Trillions of microorganisms live in our intestines. They determine how we absorb nutrients, can prevent disease and even influence our mood. While bacteria have been recognized as important health aids in the intestine for years, fungi have so far been considered primarily as disease-causing agents. In fact, in many cases, they are implicated in diseases such as inflammatory bowel disease. To diagnose the intestinal disease Crohn’s disease, a blood test is therefore often used, which detects antibodies against certain intestinal fungi. But even in healthy people, fungi occur as a natural part of the microbiome in the intestine.
Targeted attack only on invasive forms of fungus
A team led by Kyla Ost from the University of Utah in Salt Lake City has now looked more closely at the role of mushrooms in the intestine. “Fungi have so far only been insufficiently researched, partly because they are far outnumbered by bacteria,” says Ost’s colleague June Round. “This work adds an important part to the overall picture.” In human stool samples, the researchers first analyzed which fungi and which antibodies against fungi were present in them. Accordingly, various yeasts were particularly dominant, in particular the species Candida albicans. Almost all of the samples also contained antibodies against this fungus.
A closer examination showed, however, that the antibodies only attack certain forms and products of the fungus: the elongated fungal hyphae and certain proteins, so-called adhesins, which help the fungi to adhere to surfaces and penetrate the body tissue. In contrast, harmless, round variants of Candida albicans did not attack the immune system. “Although the Candida albicans hyphae are typically required for the development of diseases, they are less suitable for intestinal colonization,” the researchers explain. In mice they showed that Candida albicans could even grow better in the intestine if the formation of hyphae was suppressed. “The immune selection against hyphae thus improves the competitive fitness of Candida albicans,” they write.

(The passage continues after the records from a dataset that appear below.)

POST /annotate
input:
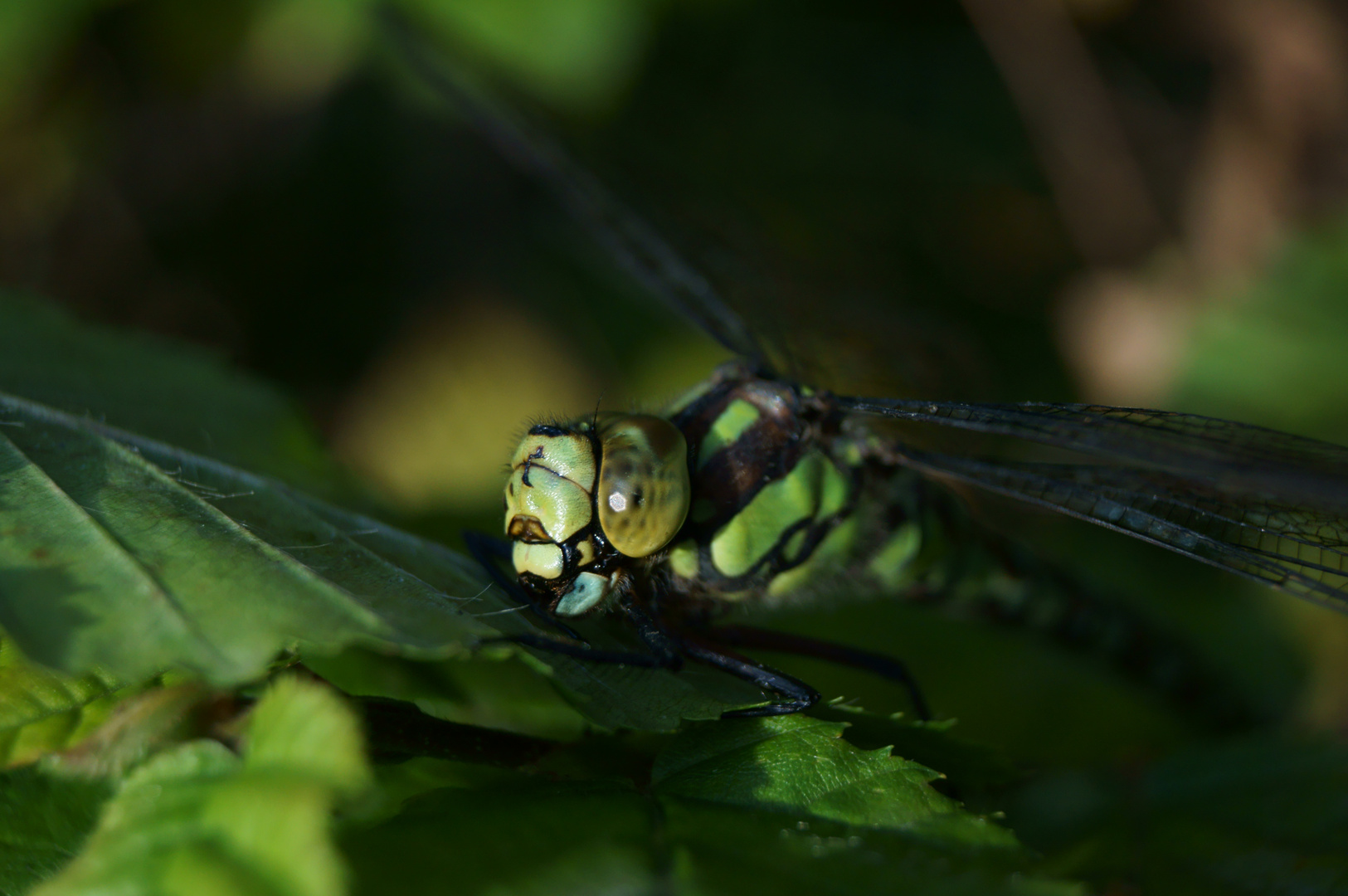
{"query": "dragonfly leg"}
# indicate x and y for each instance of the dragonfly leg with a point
(797, 695)
(489, 552)
(664, 651)
(580, 650)
(875, 663)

Kyla Ost explains: “The immune system forces Candida albicans into its least pathogenic form. This shows us that the communication between host and microbe is not always antagonistic, but can also be friendly and benefit both. ”This knowledge also opens up new approaches for therapies. In further mouse experiments, the researchers initially showed that it is in fact only the invasive form of Candida albicans that causes intestinal inflammation. In contrast, mice colonized by the harmless, round yeast cells remained healthy. The immune system’s antibody response usually maintains this healthy state by quickly recognizing and suppressing harmful forms. Disease occurs when this system is out of whack.
Vaccination against inflammatory bowel disease?
To help the immune system restore its natural balance, Ost and her colleagues tested the mice with a vaccination that was developed against vaginal fungal infections and has already undergone initial clinical studies in humans. The vaccination trains the immune system to target the harmful adhesin proteins of Candida albicans. Indeed, mice that received the vaccine were less likely to develop inflammatory bowel disease.
In further studies, the researchers want to clarify to what extent vaccines could also help prevent or alleviate inflammatory bowel disease in humans – and whether the same approach can be applied more broadly to influence other microbial communities in the intestine. “Our goal is to exploit the interactions between the commensal microbes and the host’s immune system in order to make microbial products useful for therapies,” says Round.